Expressing their support for the request were the representatives of Burundi, Cuba, China, Egypt, Angola, Qatar, Sudan and Guinea. Egypt’s representative said the organization was clearly involved in a pattern of activities against a Member State, which contravened resolution 1996/31 as well as the principles and provisions of the Charter. Turkey’s representative said the non-governmental organization had violated the resolution, implementation of which was the Committee’s responsibility.
However, the representative of the United States said that despite all the information provided, it was not clear what rules had been violated and what evidence there was of any violation. Before the Committee took the “very dire” sanction of withdrawal, those matters should be clear. There might be small technical violations of minor rules, warranting some sort of sanction, but no evidence had been seen that would substantiate the sanction of withdrawal of consultative status.

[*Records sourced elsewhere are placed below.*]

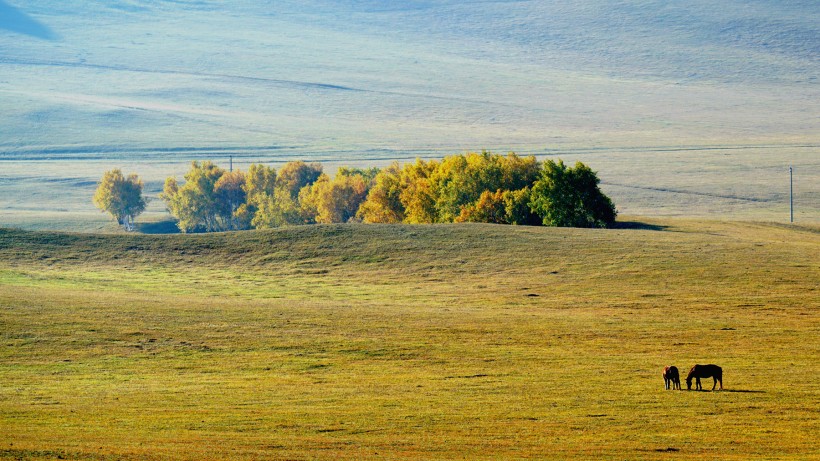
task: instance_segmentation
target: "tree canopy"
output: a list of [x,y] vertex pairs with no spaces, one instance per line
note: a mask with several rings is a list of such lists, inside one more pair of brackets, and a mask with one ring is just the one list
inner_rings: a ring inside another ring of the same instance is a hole
[[219,170],[211,162],[193,162],[182,187],[175,178],[165,180],[160,198],[171,215],[177,218],[177,226],[182,232],[219,230],[214,207],[214,186],[222,175]]
[[598,176],[581,162],[569,168],[547,160],[535,182],[530,207],[545,226],[611,227],[615,205],[598,188]]
[[142,189],[142,180],[136,174],[126,177],[119,169],[106,171],[93,202],[101,211],[110,213],[126,231],[131,231],[134,230],[134,220],[147,205]]
[[161,197],[183,232],[295,224],[487,222],[609,227],[617,212],[581,162],[467,153],[386,168],[342,167],[336,175],[301,161],[278,171],[225,172],[193,162],[185,183],[168,178]]

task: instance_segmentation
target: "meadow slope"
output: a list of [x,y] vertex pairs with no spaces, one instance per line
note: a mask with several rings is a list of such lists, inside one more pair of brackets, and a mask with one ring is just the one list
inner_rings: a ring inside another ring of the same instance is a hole
[[819,294],[771,223],[0,230],[0,459],[817,458]]

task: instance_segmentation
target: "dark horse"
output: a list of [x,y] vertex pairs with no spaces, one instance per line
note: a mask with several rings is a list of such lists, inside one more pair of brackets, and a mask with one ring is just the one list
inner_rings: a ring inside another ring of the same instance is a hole
[[669,367],[663,368],[663,384],[666,386],[666,390],[669,390],[669,385],[672,385],[672,389],[680,390],[680,374],[678,374],[678,367],[672,365]]
[[689,375],[686,377],[686,390],[692,389],[692,378],[695,378],[695,389],[703,390],[700,386],[700,378],[712,378],[715,382],[712,384],[712,390],[715,390],[717,383],[720,383],[720,389],[723,390],[723,368],[717,365],[695,365],[689,370]]

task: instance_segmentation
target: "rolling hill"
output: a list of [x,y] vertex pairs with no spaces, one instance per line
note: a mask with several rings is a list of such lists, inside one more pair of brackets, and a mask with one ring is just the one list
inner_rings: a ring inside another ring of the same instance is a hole
[[[818,246],[674,219],[0,230],[0,459],[816,458]],[[724,390],[663,389],[695,363]]]

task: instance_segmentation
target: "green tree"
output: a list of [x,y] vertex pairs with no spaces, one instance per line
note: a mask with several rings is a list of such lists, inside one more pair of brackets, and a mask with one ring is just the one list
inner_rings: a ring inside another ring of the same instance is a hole
[[611,227],[617,211],[599,182],[581,162],[569,168],[561,160],[548,160],[532,187],[530,208],[546,226]]
[[537,226],[541,218],[530,208],[530,188],[504,191],[504,219],[508,224]]
[[343,166],[336,172],[336,176],[361,176],[364,182],[372,184],[380,172],[381,170],[375,166],[371,168],[351,168]]
[[126,231],[134,230],[134,220],[143,211],[147,201],[142,196],[143,183],[136,174],[123,176],[122,171],[106,171],[94,192],[94,205],[110,213]]

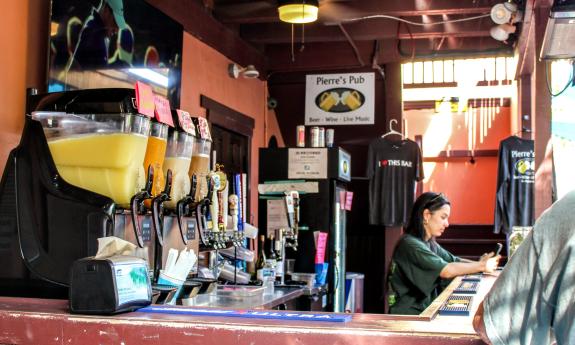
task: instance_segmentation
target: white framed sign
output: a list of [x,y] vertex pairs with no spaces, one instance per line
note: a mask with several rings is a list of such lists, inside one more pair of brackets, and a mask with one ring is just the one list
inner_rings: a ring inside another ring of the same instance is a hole
[[288,179],[327,178],[327,149],[288,149]]
[[306,76],[305,125],[372,125],[375,73]]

Emphasizing that the purpose of civil society was to provide critical assessments of Government actions, he said the non-governmental organization in question had not advocated overthrowing a Government or changing the territorial integrity of a sovereign State. Those two issues were different from the right to self-determination, which was enshrined in the Charter, he said, adding that he had not seen evidence of the group’s involvement in any violent action against any Member State.
The United Kingdom’s representative echoed that statement, stressing that non-governmental organizations had a right to express their opinions freely.
Dominica’s representative, supported by those of Romania, Peru and Switzerland, agreed that the non-governmental organization had committed some violations, which warranted not withdrawal of consultative status, but a suspension for some time. That would send a message that in order for the organization to regain its status, it must respect the territorial integrity of a sovereign State.
Following an informal meeting, the Committee considered a recommendation to suspend the organization’s consultative status for two years.
The representative of the United States said he would “reluctantly” support that sanction, although it was not commensurate with the minor violations that the non-governmental organization had committed, and on the understanding that it would be automatically reinstated after two years, without further stipulations. The representatives of the United Kingdom, Israel, Dominica and Peru expressed support for the compromise, adding, however, that they would have preferred a one-year suspension.
Egypt’s representative joined the consensus “in the spirit of compromise”, and requested the Secretariat to provide information about previous cases of suspension and the procedures for reinstatement.
The representatives of Cuba, Russian Federation, China, Sudan and Qatar also joined the consensus, although they would have preferred a withdrawal of the organization’s consultative status. The representatives of Guinea and Colombia also agreed to the proposal.
Pakistan’s representative said his priority remained the withdrawal of consultative status because there had been clear violations of the provisions and principles of the Charter, which required a greater sanction than suspension. In the spirit of compromise, however, he would reluctantly join the consensus.
The Committee then decided to recommend that the Economic and Social Council suspend Interfaith International’s consultative status for two years.